Shortly after its founding, the city was captured by the Muslim warlord Amhed Gragn (whose name means, “The Left-Handed”) who used it as a base of operations to launch an attempt to conquer all of Ethiopia. Tens of thousands of people were killed, priceless treasures were looted, and uncounted numbers of irreplaceable manuscripts were destroyed. It was a devastation from which Ethiopia was not to recover for centuries.
The Portuguese, who had a centuries-old interest in Ethiopia, offered their assistance. Suspicious that the Portuguese motives were something less than entirely altruistic, the Ethiopian emperor Lebna Dengel rejected their offer. Perhaps, as the author Graham Hancock suggests, he feared the Portuguese were there to get their hands on the Holy Ark of the Covenant.

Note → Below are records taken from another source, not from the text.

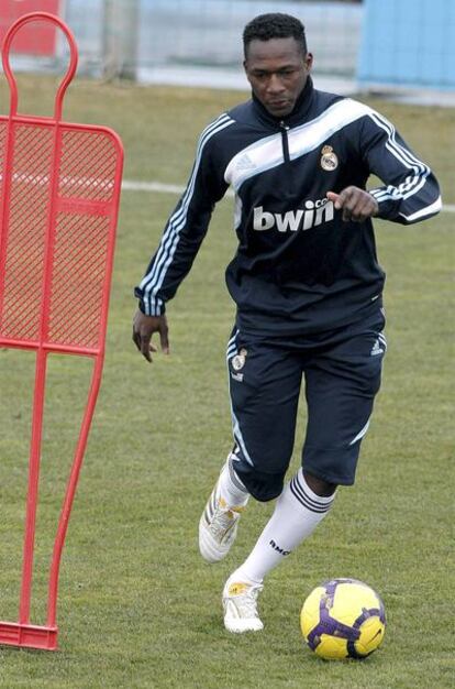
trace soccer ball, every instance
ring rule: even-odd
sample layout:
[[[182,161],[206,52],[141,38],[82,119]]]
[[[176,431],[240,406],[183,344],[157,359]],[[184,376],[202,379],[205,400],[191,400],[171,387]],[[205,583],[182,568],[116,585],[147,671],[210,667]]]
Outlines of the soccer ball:
[[[384,638],[386,613],[363,581],[332,579],[307,598],[300,626],[310,648],[325,660],[366,658]]]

But, as the devastation continued, he apparently decided that the Portuguese were the lesser of two evils, and at last he accepted their help.

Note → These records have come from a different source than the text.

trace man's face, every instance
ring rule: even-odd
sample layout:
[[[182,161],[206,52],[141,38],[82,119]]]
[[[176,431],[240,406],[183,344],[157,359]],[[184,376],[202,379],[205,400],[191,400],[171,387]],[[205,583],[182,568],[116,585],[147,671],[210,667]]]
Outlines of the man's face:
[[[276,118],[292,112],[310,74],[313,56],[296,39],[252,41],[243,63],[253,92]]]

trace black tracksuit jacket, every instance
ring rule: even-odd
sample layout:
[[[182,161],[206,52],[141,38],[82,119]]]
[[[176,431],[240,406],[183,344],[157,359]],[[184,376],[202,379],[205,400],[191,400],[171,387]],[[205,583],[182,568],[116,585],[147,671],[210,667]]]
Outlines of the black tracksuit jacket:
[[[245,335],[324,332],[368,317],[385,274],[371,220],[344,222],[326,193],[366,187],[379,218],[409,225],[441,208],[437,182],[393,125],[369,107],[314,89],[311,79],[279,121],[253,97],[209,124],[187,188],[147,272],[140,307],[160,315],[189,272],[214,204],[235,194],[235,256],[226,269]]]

In 1541, a contingent of 450 Portuguese musketeers arrived under the command of Don Cristoforo de Gama, the son of Vasco de Gama, who like his father before him was a member of the Order of the Knights of Christ. Contemporary Ethiopian chroniclers described Don Cristoforo and his band of merry men as “Bold and courageous men who thirsted after battle like wolves and after slaughter like lions.”
A year later, while leading his men in battle, Don Cristoforo was shot in the right knee and the right arm, and was still fighting with his sword in his left hand when he was taken prisoner. After being tortured horribly, he was hauled before Gragn, and he shouted defiance at his captor until Gragn drew his sword and cut off Don Cristoforo’s head.
A year later, Gragn himself was killed in battle, by none other than Pedro Leon, Don Cristoforo’s manservant, and the Muslim leader’s reign of terror was put to an end. Historian Edward Gibbon was later to remark, “Ethiopia was saved by four hundred and fifty Portuguese.”
Today the city’s main claim to fame is its “Hyena-men.” The hyena is a large cursorial social carnivore which superficially resembles a dog or a wolf, and fills more or less the same ecological niche, but which in fact is closer related to cats than to dogs. At night, the hyenas come prowling around, and for a fee you can watch the Hyena Men feed them scraps of meat. You can even join in, if you care to do so.
My wife Yaa and my daughter Baaba and I visited Harar, accompanied by our friends Legese and Meaza, and their little boy Obama.
Obama and the neighbors’ little boy, also named Obama
Getting in some face time with Obama
The two Obamas hold a conference
Meaza and Obama share a quiet moment
Meaza prepares the traditional coffee ceremony
Our guide Hamdi, a bright young lad of about fifteen, led us down the winding cobblestone back alleys of the city until we reached our appointed destination. As promised, the hyenas came around and we watched them take full advantage of a free meal.
My wife and daughter and Legese and Meaza and even Obama all joined in the fun, but I declined.
They are wild animals, after all. I prefer to watch at a respectful distance.
To continue the story:
In 1622, the Emperor Susneyos was converted by Portuguese Jesuit missionaries to Roman Catholicism. This conversion flew in the face of hundreds of years of Ethiopian tradition and sparked a bloody civil war. In 1632, Susneyos wisely abdicated in favor of his son, Fasilidas. Four years later, Fasilidas kicked the Portuguese out of Ethiopia. In the same year, he had the Ark of the Covenant returned to the city of Axum, and he also founded the city of Gondar in the Ethiopian highlands and made it his capital.
In 1636, Fasilidas expelled the Portuguese, and even entered into an agreement with the Ottoman Empire, which at the time controlled the port of entry of Massawa: any Portuguese travelers attempting to gain entry into Ethiopia were to be arrested and have their heads chopped off. The Ethiopians even agreed to pay a bounty for each Portuguese beheaded. That effectively put an end to Portuguese ambitions in Ethiopia – and, as far as we know, to any official foreign government interest in the Holy Ark of the Covenant.